E la rete sociale porta la notizia a casa nostra, a Bologna, per telefono, dopo aver sentito passare l’elicottero dei soccorsi, una voce tremante che rende tremanti le nostre voci. Angelo mi aveva offerto un bicchiere di vino al suo chiosco di formaggi, l’immagine stampata nella testa torna a galla immediatamente. Ed eccomi nella rete, il messaggio passa e devasta, i fatti escono dalla pagina dei giornali e diventano tridimensionali e partecipati.

BRENTONICO. «L’ho ucciso, l’ho ucciso». Angelo Schelfi gridava disperato, scendendo a piedi la pista Canalone con in braccio il corpicino del figlio Francesco. Un disgraziato incidente con il trattore, il mezzo si rovescia, il rimorchio si stacca, spaccando di netto il gancio d’acciaio e travolgendo il bambino di soli due anni e mezzo, sbalzato sul prato dalla cabina.

Ucciso dal trattore a due anni – Local | L’espresso

“L’ho copà! L’ho copàaaa!”, hanno scritto “L’ho ucciso” ma io me lo immagino che avrà urlato “l’ho copà!”, dice Daria leggendo la cronaca locale arrivati in paese. I suoi genitori hanno tenuto i giornali per noi. In copertina sul Trentino una delle foto più toccanti che io abbia mai visto, in cui mamma Daniela porta in braccio un fagotto da cui spuntano capelli biondi.

Siamo in paese, mancano due ore al funerale e la rete sociale pulsa di riverberi e di ricordi. In quel dialetto che è il vero collante sociale, che quando giunge alle masse in TV diventa macchietta ma che qui è l’amalgama fondamentale, per le chiacchiere e gli atti ufficiali, per le cose belle e per le tragedie. In quel dialetto sento pezzi di racconti su una famiglia e un bambino pieno di vita, talmente vivace da essere incontenibile con tutti tranne che con il padre con cui diventava docilissimo. Che dormiva chiuso a chiave perché era capace di uscire e andarsene chissà dove per i monti. Che quella mattina l’erba era ancora bagnata sul canalone, gh’era il sol ma l’era le dese, e l’erba l’era ancora mola da la not. Che qui i puteloti, i bambini, hanno un ruolo speciale mentre noi in città ci facciamo le seghe sulla città a misura di bambino.

Il funerale del piccolo Francesco comincia alle 15 ma la chiesa è già piena quando mancano 10 minuti. In paese un silenzio irreale, riempito dal suono delle campane. Daria chiede se dobbiamo portare la busta o se c’è da firmare. All’ingresso della chiesa troviamo il quaderno per le firme e lasciamo un abbraccio anche da parte dei nostri puteloti. Accanto ci sono due ceste piene di buste. Cosa sono, offerte? No, qui l’usanza è di lasciare le condoglianze in forma privata, ognuno in una busta. Il registro delle firme è l’eccezione.

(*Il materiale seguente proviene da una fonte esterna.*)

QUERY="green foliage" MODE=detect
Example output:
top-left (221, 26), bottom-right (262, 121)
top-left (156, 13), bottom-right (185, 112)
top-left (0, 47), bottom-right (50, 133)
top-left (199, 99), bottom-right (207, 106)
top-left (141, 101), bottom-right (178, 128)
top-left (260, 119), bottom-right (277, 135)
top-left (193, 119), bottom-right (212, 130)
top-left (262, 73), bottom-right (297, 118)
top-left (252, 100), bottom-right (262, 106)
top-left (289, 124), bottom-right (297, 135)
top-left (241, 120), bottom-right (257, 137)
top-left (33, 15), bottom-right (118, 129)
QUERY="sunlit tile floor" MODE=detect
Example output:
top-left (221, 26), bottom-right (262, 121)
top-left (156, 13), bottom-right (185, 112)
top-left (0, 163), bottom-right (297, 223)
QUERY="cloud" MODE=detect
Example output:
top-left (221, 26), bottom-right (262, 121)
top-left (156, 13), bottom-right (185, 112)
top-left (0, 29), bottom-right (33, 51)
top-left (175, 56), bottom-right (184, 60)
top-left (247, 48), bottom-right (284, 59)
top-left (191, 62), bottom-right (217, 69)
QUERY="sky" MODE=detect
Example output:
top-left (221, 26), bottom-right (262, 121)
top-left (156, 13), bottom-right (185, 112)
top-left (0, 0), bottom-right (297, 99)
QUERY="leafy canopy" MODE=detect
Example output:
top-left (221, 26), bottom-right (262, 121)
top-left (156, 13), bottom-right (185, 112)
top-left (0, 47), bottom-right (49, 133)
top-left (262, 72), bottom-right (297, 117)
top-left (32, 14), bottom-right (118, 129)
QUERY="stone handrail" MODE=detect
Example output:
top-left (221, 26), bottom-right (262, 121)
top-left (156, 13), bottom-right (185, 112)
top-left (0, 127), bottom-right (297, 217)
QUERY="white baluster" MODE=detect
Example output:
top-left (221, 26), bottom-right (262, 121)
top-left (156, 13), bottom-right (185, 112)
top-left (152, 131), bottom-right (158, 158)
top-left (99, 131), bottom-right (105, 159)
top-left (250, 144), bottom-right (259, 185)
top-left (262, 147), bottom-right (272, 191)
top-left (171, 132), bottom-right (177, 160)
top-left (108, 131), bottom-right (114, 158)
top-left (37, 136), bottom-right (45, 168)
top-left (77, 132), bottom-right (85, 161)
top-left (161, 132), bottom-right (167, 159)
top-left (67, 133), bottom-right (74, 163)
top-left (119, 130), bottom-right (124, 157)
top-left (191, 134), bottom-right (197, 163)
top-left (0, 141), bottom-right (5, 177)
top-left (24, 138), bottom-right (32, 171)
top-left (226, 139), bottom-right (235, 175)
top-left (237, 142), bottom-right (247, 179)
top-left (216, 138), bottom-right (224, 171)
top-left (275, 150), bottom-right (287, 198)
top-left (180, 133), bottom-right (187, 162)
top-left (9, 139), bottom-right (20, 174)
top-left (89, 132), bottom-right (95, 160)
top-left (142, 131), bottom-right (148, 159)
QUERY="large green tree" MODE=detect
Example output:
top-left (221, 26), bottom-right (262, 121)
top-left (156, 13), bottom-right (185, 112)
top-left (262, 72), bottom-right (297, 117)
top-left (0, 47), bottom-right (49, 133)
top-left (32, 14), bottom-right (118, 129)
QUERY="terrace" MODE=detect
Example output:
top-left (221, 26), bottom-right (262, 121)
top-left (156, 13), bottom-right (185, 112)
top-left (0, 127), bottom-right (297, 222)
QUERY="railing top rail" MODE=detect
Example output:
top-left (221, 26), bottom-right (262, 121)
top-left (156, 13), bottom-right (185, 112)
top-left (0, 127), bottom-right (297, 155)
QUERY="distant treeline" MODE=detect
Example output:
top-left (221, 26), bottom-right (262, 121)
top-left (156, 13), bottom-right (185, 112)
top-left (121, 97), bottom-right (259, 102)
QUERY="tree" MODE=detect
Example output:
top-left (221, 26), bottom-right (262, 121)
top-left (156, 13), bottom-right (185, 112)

Il prete va avanti con la messa che seguiamo distrattamente da fuori. Guardo le facce della gente, loro guardano me. E’ come se sapessimo tutti cosa fare e perché stiamo lì, anche se non conosco quasi nessuno di quelli che mi circondano. Azzardo qualche foto, poi metto via la reflex che mi fa sentire un avvoltoio. Non riuscirò mai a cogliere quell’atmosfera fatta di silenzi e di consapevolezza dolorosa. Opto per l’iphone, più discreto e sufficiente a cogliere alcuni dettagli d’insieme.

Ci scambiamo un segno di pace, forse l’unico momento sensato del rito religioso che volge al termine. Come ricevendo un ordine implicito ci spostiamo, disponendoci ai lati dell’entrata con composta efficienza, come una coreografia già provata. Dall’interno qualcuno applaude. Poi esce il proiettile.

Percorrendo velocemente tutta la navata poi attraversando il portone ci passa davanti. Bianca, bianchissima. Portata a mano. Braccia grosse come tronchi portano una bara troppo corta per essere tenuta da tante mani. Qualcosa esplode dentro ognuno di noi. Il portellone del carro funebre si chiude e tutti si mettono in moto.

Ci stiamo per accodare ma rimango attonito. Non riesco a smettere di guardare la cassetta delle condoglianze. C’è arrivato anche un cagnolino di peluche.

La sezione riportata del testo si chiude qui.